Chile comenzó a acelerar una cartera estratégica de 13 proyectos de cobre que podrían redefinir el ritmo de la minería nacional a partir de 2026, en un contexto internacional marcado por precios al alza, restricciones estructurales de oferta y una demanda creciente asociada a la transición energética global. Las iniciativas, que en conjunto movilizan inversiones estimadas en US$14.800 millones, posicionan nuevamente al país como un actor clave en la seguridad del suministro mundial del principal metal de la electrificación.

El impulso responde a un cambio claro en el ciclo del mercado. Tras varios años de cautela inversora, ajustes operacionales y postergaciones, las proyecciones de déficit de cobre a nivel global han reactivado decisiones estratégicas que hoy vuelven a tomar velocidad. Diversos análisis internacionales anticipan que, a partir de la segunda mitad de la década, la demanda superará de manera sostenida la capacidad productiva existente, empujada por la electromovilidad, las energías renovables, las redes eléctricas y la infraestructura crítica.

En ese escenario, Chile aparece como una de las pocas jurisdicciones con proyectos capaces de entrar en operación o construcción en el corto plazo. De acuerdo con el catastro, siete iniciativas proyectan iniciar operaciones hacia 2026, mientras otras seis ingresarían a fase de construcción, combinando expansiones de yacimientos existentes, optimizaciones productivas y nuevos desarrollos. De cumplirse los cronogramas, la cartera permitiría sumar cerca de 500 mil toneladas adicionales de cobre fino por año, aunque con ramp-ups graduales y exigentes desde el punto de vista técnico.

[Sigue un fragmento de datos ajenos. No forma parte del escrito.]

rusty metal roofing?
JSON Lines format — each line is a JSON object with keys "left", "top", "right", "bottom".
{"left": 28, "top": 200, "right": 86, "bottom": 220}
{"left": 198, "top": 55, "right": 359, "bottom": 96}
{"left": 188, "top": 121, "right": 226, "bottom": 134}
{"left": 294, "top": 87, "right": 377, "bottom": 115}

Entre los proyectos considerados se encuentran expansiones relevantes y desarrollos liderados por actores de primer nivel de la industria, como Codelco, BHP, Anglo American, Glencore y Capstone Copper. La diversidad de operadores refleja tanto la relevancia geológica del país como su capacidad de seguir atrayendo capital en un entorno global cada vez más competitivo.

No obstante, el avance de esta cartera no está exento de desafíos. Especialistas advierten que la aprobación y el inicio de obras no garantizan una entrada inmediata a plena capacidad. Variables como la disponibilidad de agua y energía, la gestión de relaves, los procesos ambientales, el relacionamiento con comunidades y la escasez de capital humano especializado seguirán siendo factores críticos para cumplir los plazos proyectados. A ello se suma un contexto regulatorio que exige mayor certeza y coordinación para evitar nuevos retrasos.

Desde una mirada estratégica, la aceleración de estos proyectos también tiene implicancias directas para el desarrollo económico del país y de las regiones mineras. Un mayor nivel de producción abre espacio para fortalecer los recursos fiscales, dinamizar proveedores locales, sostener empleo de calidad y potenciar encadenamientos productivos en territorios donde la minería es el principal motor económico. Al mismo tiempo, eleva la exigencia en materia de sostenibilidad, eficiencia hídrica y reducción de huella ambiental, en línea con los estándares que hoy demanda el mercado internacional.

Con un mercado que se prepara para un ciclo alcista prolongado, Chile busca recuperar dinamismo y protagonismo. La ventana que se abre hacia 2026 no solo definirá cuánto cobre será capaz de producir el país, sino también cómo logrará transformar esa oportunidad en crecimiento sostenible, competitividad y valor compartido. En ese equilibrio se juega buena parte del futuro de la minería chilena.